I primi due livelli del nuovo ospedale Felettino a La Spezia sono stati ultimati. L'opera, dal valore di circa 200 milioni di euro, procede secondo i piani, con l'obiettivo di apertura nel 2028.
Avanzamento lavori nuovo ospedale Felettino
Le fondamenta del futuro ospedale Felettino a La Spezia hanno visto il completamento dei primi due piani. Questo importante progetto sanitario, con un investimento previsto di circa 200 milioni di euro, ha ospitato un sopralluogo istituzionale. L'obiettivo era valutare lo stato attuale dei lavori e confermare il rispetto delle tempistiche. Le cifre parlano di oltre 20mila metri quadrati di calcestruzzo gettato. Sono state impiegate 4mila tonnellate di acciaio. La movimentazione di 80mila metri cubi di terra ha richiesto 5mila viaggi di camion. In media, 80 professionisti tra operai specializzati e tecnici sono impegnati nel cantiere.
Cronoprogramma e apertura ospedale
Il presidente della Regione Liguria, Marco Bucci, ha espresso soddisfazione per l'avanzamento dei lavori. Ha definito l'opera una delle più significative per la Liguria. Ha sottolineato l'importanza di una sanità efficiente per la qualità della vita. Le informazioni ricevute confermano il rispetto del cronoprogramma. La struttura dovrebbe essere terminata entro gennaio 2028. L'operatività completa dell'ospedale è prevista per luglio 2028. Il commissario per la costruzione, Fabrizio Cardone, ha assicurato un ritmo di un piano ogni 45 giorni. Ciò significa due piani completati ogni tre mesi. La società Guerrato spa ha garantito i primi 30 milioni di euro per le opere già realizzate.
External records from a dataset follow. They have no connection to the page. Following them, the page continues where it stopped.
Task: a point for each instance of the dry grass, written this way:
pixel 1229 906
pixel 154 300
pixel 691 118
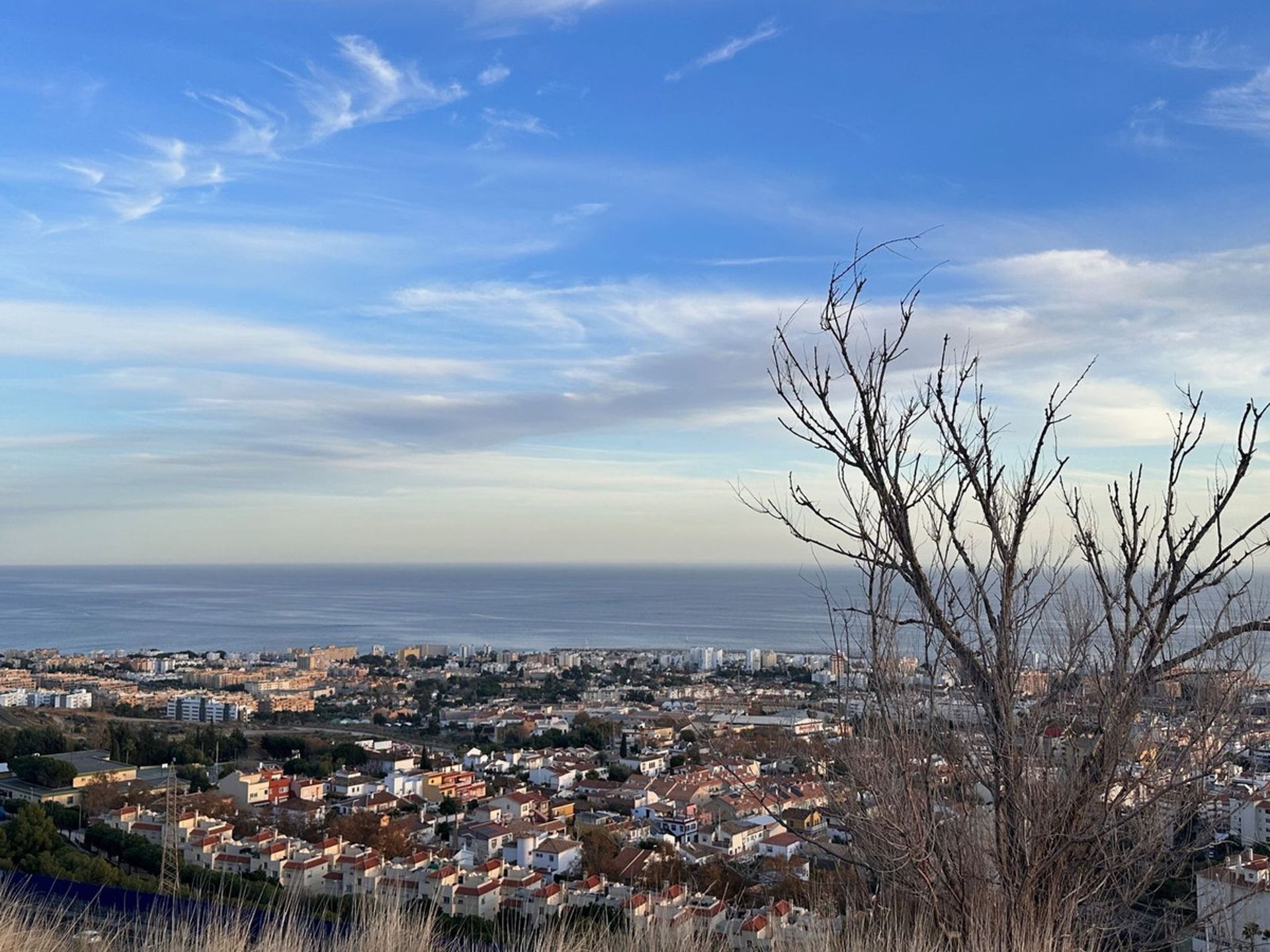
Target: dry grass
pixel 32 927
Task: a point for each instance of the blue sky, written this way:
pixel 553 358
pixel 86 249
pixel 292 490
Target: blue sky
pixel 493 280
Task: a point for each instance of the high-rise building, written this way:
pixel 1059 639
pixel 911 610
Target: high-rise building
pixel 200 707
pixel 319 659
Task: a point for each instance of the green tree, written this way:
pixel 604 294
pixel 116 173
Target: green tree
pixel 31 834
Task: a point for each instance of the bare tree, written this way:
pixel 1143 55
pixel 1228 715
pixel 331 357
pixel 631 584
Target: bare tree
pixel 1054 793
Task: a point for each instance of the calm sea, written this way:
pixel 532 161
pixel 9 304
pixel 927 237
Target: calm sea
pixel 270 608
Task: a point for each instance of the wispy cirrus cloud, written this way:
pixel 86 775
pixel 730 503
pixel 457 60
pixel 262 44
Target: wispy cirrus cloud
pixel 1208 50
pixel 116 335
pixel 1146 126
pixel 579 212
pixel 505 15
pixel 374 91
pixel 371 89
pixel 255 127
pixel 727 51
pixel 138 184
pixel 1244 107
pixel 493 74
pixel 501 124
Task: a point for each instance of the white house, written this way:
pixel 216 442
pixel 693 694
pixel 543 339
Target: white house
pixel 1231 898
pixel 556 857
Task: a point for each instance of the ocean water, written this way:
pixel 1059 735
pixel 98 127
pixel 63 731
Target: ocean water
pixel 270 608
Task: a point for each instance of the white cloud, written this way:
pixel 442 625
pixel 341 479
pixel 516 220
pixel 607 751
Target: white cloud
pixel 1183 319
pixel 493 74
pixel 255 128
pixel 559 13
pixel 1244 107
pixel 376 91
pixel 1147 126
pixel 630 309
pixel 579 212
pixel 501 124
pixel 92 335
pixel 91 175
pixel 722 54
pixel 1206 50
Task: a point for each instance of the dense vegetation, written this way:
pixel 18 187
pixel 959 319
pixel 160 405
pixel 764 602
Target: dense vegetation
pixel 31 842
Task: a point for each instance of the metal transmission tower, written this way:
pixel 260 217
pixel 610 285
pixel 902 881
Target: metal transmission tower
pixel 169 869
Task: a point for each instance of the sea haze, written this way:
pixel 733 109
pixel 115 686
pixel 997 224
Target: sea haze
pixel 270 608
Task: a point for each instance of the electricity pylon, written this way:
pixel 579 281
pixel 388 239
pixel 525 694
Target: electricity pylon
pixel 169 867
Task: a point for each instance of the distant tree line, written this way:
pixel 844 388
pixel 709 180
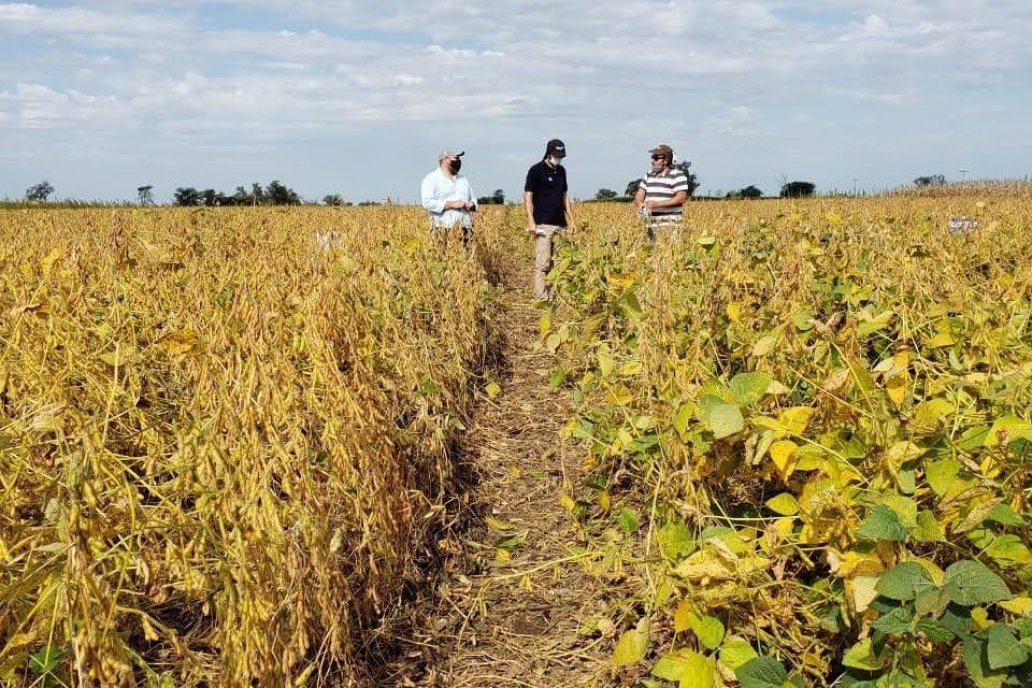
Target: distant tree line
pixel 497 198
pixel 273 194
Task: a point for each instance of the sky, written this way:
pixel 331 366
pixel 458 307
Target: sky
pixel 357 98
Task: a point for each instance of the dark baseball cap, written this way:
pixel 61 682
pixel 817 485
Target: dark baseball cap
pixel 556 148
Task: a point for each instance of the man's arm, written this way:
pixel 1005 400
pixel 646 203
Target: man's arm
pixel 531 227
pixel 678 199
pixel 428 193
pixel 571 223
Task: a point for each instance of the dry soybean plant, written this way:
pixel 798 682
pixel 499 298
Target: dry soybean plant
pixel 224 436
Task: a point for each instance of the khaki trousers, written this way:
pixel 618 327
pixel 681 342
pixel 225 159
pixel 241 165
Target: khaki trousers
pixel 543 259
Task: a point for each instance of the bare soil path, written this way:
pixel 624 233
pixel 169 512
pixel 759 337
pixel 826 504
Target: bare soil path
pixel 507 609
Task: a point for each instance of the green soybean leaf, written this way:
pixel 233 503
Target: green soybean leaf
pixel 904 582
pixel 1004 515
pixel 708 629
pixel 969 583
pixel 748 388
pixel 897 621
pixel 736 652
pixel 884 524
pixel 724 420
pixel 762 673
pixel 1004 650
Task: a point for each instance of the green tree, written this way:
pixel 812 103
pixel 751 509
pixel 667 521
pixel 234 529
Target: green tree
pixel 497 198
pixel 187 196
pixel 748 192
pixel 685 166
pixel 39 192
pixel 798 190
pixel 278 194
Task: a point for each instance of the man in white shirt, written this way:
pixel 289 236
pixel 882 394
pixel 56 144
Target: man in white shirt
pixel 448 196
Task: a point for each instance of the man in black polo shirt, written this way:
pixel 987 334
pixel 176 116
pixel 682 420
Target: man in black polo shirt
pixel 548 209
Partenariato pubblico-privato e dimensioni
Giancarlo Masciarelli ha evidenziato l'importanza della presenza istituzionale. Ha descritto il cantiere come complesso. Ha aggiunto che il modello di partenariato pubblico-privato adottato sta suscitando interesse anche a livello ministeriale. Il nuovo ospedale si estenderà su una superficie di oltre 56mila metri quadrati. La struttura sarà composta da quattro torri. Queste saranno collegate da un asse centrale. Il complesso avrà nove piani principali. Ci sarà anche un livello tecnico interrato. La capacità totale prevista è di 506 posti letto. L'assessore regionale Giacomo Giampedrone ha riconosciuto le difficoltà intrinseche di ogni cantiere. Ha però evidenziato il buon andamento del progetto. Ha lodato l'accompagnamento costante da parte delle istituzioni. Ha definito il lavoro un esempio di squadra.
Tempistiche e collaborazione
Marco Damonte Prioli, a capo dell'azienda sanitaria regionale unica, ha confermato la volontà di rispettare tempi stringenti. Ha espresso fiducia nel raggiungimento dell'obiettivo. Questo grazie all'impegno collettivo di tutte le parti coinvolte. La collaborazione tra enti e imprese è fondamentale per il successo di progetti di tale portata. Il completamento dei primi due piani rappresenta una tappa significativa. Segna un passo avanti concreto verso la realizzazione di una struttura sanitaria moderna e all'avanguardia per la comunità spezzina. La sinergia tra pubblico e privato si dimostra un modello efficace per lo sviluppo di infrastrutture cruciali.